Priorität hat in der Verteilung der Wachdienst mit der Notrufnummer 110. „Es ist uns wichtig, dass die Reaktionsfähigkeit der Polizeiwachen erhalten bleibt, so dass die Polizei den Einsatzort schnellstmöglich erreichen kann. Dabei gibt es natürlich eine Abstufung in der Dringlichkeit der Einsatzanlässe“, erklärt Polizeisprecherin Sonja Wever. So sei ein Einsatz wegen der Gefahr für Leib und Leben natürlich wichtiger als eine Verkehrsbehinderungen oder Ruhestörung.

Betreuung nicht mehr möglich

Doch auch im Einsatz bleibt längst nicht so viel Zeit, wie sich Polizeibeamte wünschen würden. „Man hetzt von Einsatz zu Einsatz. Betreuung und Präventivgespräche sind nicht mehr möglich“, resümiert Wallenfels. Auch kämen immer neue Aufgaben hinzu, die Arbeitskraft binden.

Die Polizei und Corona

Erkrankungen und Ausfälle führten zuletzt bei Verkehrsgesellschaften dazu, dass Angebote eingeschränkt werden müssen. Bei der Polizei steht vor allem der Wachdienst im Fokus: „Gerade im Wachdienst der Polizeiwachen versuchen wir Personalausfälle durch die Verlagerung von Personal aus anderen Bereichen oder durch Überstunden auszugleichen“, erklärt Sprecherin Sonja Wever.
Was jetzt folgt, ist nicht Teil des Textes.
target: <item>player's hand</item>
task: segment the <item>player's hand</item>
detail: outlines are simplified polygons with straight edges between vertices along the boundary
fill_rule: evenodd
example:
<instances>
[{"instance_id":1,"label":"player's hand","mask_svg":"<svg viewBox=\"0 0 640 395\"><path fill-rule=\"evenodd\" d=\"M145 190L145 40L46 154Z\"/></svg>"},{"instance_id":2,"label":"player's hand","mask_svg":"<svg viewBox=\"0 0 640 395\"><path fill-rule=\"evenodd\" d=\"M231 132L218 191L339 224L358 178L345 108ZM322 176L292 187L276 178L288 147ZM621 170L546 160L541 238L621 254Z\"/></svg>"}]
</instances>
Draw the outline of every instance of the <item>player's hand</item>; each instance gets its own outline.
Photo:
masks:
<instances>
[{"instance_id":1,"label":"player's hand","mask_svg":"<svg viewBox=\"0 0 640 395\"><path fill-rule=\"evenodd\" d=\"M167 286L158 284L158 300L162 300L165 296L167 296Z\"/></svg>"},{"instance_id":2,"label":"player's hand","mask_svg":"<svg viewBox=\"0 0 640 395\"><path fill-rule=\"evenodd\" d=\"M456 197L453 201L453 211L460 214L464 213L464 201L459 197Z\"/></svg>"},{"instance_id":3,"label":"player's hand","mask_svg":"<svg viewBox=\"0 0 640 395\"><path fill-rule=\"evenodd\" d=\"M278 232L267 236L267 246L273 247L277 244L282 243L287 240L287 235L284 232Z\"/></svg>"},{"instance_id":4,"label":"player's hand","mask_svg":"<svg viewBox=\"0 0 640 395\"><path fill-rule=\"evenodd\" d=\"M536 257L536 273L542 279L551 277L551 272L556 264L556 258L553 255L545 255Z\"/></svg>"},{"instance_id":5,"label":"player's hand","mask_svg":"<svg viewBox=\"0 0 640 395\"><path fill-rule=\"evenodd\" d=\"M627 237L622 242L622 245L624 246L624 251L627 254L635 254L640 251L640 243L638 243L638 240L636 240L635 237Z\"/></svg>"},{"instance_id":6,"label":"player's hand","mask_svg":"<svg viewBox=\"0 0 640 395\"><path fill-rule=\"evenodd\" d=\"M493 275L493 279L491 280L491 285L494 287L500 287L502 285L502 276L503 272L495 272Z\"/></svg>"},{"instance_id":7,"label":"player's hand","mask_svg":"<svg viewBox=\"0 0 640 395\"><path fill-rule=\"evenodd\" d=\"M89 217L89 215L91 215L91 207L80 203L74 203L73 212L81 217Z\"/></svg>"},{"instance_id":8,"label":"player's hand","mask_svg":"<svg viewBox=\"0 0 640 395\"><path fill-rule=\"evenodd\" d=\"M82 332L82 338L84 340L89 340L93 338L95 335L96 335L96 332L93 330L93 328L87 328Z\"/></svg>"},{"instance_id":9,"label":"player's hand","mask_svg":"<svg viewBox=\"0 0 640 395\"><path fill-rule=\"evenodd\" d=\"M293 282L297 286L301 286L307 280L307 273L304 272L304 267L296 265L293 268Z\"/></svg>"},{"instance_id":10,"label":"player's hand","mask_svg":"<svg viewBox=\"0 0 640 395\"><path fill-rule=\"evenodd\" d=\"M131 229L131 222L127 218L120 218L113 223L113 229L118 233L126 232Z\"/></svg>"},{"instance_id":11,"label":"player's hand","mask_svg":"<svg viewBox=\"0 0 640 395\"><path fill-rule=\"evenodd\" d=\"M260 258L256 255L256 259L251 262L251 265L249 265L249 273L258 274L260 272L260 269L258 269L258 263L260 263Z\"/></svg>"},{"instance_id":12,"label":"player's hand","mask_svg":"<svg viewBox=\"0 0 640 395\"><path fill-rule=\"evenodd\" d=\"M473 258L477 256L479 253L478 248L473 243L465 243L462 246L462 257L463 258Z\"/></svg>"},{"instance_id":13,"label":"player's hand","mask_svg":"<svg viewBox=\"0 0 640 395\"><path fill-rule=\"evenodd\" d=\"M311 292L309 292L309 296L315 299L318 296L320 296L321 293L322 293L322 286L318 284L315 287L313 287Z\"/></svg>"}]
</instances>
Die Folgen einer Quarantäne können in anderen Bereichen zum Teil durch Homeoffice begrenzt werden. Das Arbeiten von zu Hause soll auch das Ansteckungsrisiko begrenzen. „Zumindest bis zum heutigen Tag konnten wir durch vorausschauendes Handeln und sicherlich auch das Quäntchen Glück eine Notlage verhindern“, so die Polizistin.

Im Ernstfall würde zunächst an Präventionsveranstaltungen – zum Beispiel in Schulen oder Senioreneinrichtungen – gespart, darüber hinaus würden Überstunden angeordnet.

Sonja Wever erklärt, wie man mehr Möglichkeiten schaffen will: „Wir reduzieren das Personal im Innendienst auf die unabweisbar notwendige Anzahl und versuchen nicht zwingend notwendige Polizisten und Polizistinnen durch den Einsatz von Regierungsbeschäftigten zu ersetzen.“ Die entlasten Polizeivollzugsbeamte von Verwaltungsaufgaben oder unterstützen sie bei Ermittlungen.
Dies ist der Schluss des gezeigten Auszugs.